My old manual sais 7% is the max allowed deviation. Is this still Divesoft's recommendation? I found no information on Divesoft's website. Am I blind?

As far as I know sensors "go to sleep" if they have not been used for a long time. I must wake them up by exposing to oxygen for some time. I guess a sensor test at 3.5 bar is a perfect wake up. But can I trust this first test or must it be repeated?

I thinks I will keep the sensors at 1 bar of oxygen for 24 hours and then repeat the sensor test. What do you think about it?

Sensors are 8 month old.
 
Some great reading (attached PDF) here, might be helpful re deviation:

 
Some great reading (attached PDF) here, might be helpful re deviation:

Well, some interessting points but unfortunately not the answers to my questions.
 
Im very new to RB but why would you test up to 3.5 bar? Any deviation past approx 2.0 bar is meaningless. If your sensors are linear to 1.6 bar you are good to go.

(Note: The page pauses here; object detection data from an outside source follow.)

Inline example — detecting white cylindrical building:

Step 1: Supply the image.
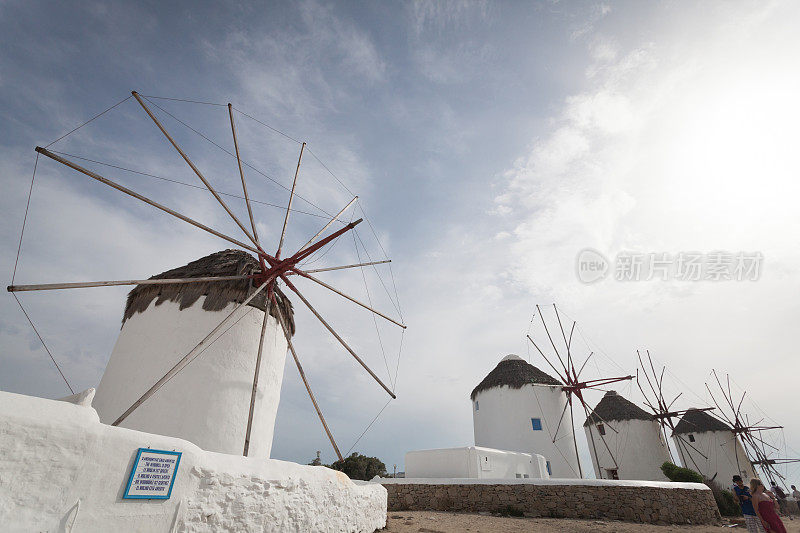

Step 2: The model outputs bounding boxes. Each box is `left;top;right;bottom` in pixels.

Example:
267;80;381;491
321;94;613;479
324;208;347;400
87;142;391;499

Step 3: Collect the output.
471;355;580;478
583;391;670;481
93;250;294;458
672;409;756;487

Keeping them exposed to 1 bar to 'wake them up' will kill the life span also. Mine 'woke up' by air exposure for a few days.
 
Liberty shows deviation of ideal numbers, I had a max of 8% at 3.5 bar.
Interesting that the test goes this far out of the working range. Given that the highest you typically dive is 1.6, I would assume that non linearity beyond 2.0 is not so relevant. How are the 3.5 readings used? Just compared to an expected deviation or used to predict deviation in the working range of 0.5-1.6?
 
1 bar pO2=50mV
3 bar pO2 should be 150mV
In reality 3 bar pO2 is 135mV, so deviation is 10%
Reference is always measurement at 1 bar

A new sensor is linear up to 3.5 bar. After for ex. 18 month it is linear up to 2 bar and not linear anymore at 3 bar. After for ex. 20 month it is linear up to 1.5 bar and not linear at 2 bar.

Testing at 3.5 bar gives you a good information about sensor's shape.
 
Testing at 3.5 bar gives you a good information about sensor's shape.
If the cell is linear at 2 and non-linear at 3 bar that cell is fine. Testing way up at 3.5 bar is not useful information.
 
No, that's wrong.
Every galvanic cell ever made will lose linearity at 3.5 at some time, some won't even get there new out of the box. That tells you nothing about it's fitness for use below 2.0.